Solution: 2014 Fall Final - 19

Author: Michiel Smid

Question

When a couple has a child, this child is a boy with probability 1/2 and a girl with probability 1/2, independent of the gender of previous children. A couple stops having children as soon as they have a child that has the same gender as their first child. Define the events

A = "the second child is a boy"

and

B = "the couple has at least three children and the third child is a boy".

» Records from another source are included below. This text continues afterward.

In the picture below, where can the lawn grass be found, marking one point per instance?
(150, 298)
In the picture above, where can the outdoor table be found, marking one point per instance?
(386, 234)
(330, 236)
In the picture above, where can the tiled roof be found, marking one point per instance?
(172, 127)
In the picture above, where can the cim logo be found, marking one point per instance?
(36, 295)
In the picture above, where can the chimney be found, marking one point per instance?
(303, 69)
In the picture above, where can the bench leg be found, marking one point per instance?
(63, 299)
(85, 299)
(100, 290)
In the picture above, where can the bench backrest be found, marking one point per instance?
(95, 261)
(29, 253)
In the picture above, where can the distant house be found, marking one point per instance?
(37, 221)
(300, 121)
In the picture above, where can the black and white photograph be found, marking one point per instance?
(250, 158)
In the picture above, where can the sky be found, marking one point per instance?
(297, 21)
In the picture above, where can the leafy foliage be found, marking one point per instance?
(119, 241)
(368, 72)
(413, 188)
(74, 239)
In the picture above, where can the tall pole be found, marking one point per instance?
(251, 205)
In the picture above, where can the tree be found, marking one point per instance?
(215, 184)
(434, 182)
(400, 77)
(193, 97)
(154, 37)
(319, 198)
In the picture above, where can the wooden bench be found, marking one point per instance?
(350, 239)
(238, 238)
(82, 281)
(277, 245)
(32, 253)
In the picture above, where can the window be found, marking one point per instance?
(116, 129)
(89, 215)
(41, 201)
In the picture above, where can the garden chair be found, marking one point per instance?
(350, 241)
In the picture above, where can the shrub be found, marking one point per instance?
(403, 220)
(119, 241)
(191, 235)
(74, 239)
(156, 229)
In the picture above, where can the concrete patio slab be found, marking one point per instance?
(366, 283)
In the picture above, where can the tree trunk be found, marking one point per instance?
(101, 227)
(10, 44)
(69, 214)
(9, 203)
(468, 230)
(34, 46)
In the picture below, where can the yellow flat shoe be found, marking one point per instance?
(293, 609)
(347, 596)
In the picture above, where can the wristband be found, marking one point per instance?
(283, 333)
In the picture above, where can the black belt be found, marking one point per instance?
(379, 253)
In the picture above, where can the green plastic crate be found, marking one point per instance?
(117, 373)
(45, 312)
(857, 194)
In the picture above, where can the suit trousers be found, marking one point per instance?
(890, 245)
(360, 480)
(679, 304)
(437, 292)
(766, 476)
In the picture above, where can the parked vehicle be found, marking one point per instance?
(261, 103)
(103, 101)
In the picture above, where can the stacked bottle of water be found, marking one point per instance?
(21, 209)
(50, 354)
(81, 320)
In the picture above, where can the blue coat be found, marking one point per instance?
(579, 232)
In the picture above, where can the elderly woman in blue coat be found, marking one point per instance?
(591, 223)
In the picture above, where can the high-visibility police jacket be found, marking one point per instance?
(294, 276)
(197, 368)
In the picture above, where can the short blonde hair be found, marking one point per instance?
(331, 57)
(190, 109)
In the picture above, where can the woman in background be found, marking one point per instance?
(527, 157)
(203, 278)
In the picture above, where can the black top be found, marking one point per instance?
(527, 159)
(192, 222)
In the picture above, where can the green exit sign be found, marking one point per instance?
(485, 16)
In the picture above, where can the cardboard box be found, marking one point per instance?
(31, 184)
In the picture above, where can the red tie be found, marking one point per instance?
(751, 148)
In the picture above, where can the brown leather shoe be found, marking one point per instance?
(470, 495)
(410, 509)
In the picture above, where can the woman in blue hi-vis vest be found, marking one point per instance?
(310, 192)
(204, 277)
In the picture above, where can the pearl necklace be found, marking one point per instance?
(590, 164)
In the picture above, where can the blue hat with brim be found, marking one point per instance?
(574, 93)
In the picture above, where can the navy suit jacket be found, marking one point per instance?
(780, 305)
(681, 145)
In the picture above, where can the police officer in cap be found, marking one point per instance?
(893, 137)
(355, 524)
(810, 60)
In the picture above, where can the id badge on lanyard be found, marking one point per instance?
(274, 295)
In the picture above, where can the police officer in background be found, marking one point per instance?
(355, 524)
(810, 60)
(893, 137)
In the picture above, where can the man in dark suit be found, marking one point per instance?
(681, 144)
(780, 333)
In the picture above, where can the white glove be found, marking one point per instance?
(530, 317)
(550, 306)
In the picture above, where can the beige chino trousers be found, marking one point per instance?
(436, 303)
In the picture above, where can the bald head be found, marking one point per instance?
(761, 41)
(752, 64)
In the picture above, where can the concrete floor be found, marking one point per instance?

Which of the following is true?

(a)

None of the above.

(b)

The events $A$ and $B$ are independent.

(c)

The events $A$ and $B$ are not independent.

Solution

We need to determine if events $ A $ and $ B $ are independent.

$ Pr(A) = \frac{1}{2} $
If they have at least 3 kids and the third child is a boy, let's calculate what's needed to get there
Boy, Girl, Boy: $ \frac{1}{2} \cdot \frac{1}{2} \cdot \frac{1}{2} = \frac{1}{8} $
Girl, Boy, Boy: $ \frac{1}{2} \cdot \frac{1}{2} \cdot \frac{1}{2} = \frac{1}{8} $
$ Pr(B) = \frac{1}{8} + \frac{1}{8} = \frac{1}{4} $
$ Pr(A \cap B) $ now
If the second child is a boy and we want them to keep pumping out babies, then the first two children must be of different genders
That leaves us with Girl, Boy, Boy: $ \frac{1}{2} \cdot \frac{1}{2} \cdot \frac{1}{2} = \frac{1}{8} $
$ Pr(A \cap B) = \frac{1}{8} $

Now, let’s check if $ Pr(A) \cdot Pr(B) = Pr(A \cap B) $

$ \frac{1}{2} \cdot \frac{1}{4} = \frac{1}{8} $

$ \frac{1}{8} = \frac{1}{8} $

The events $ A $ and $ B $ are independent. Thus, the statement is true.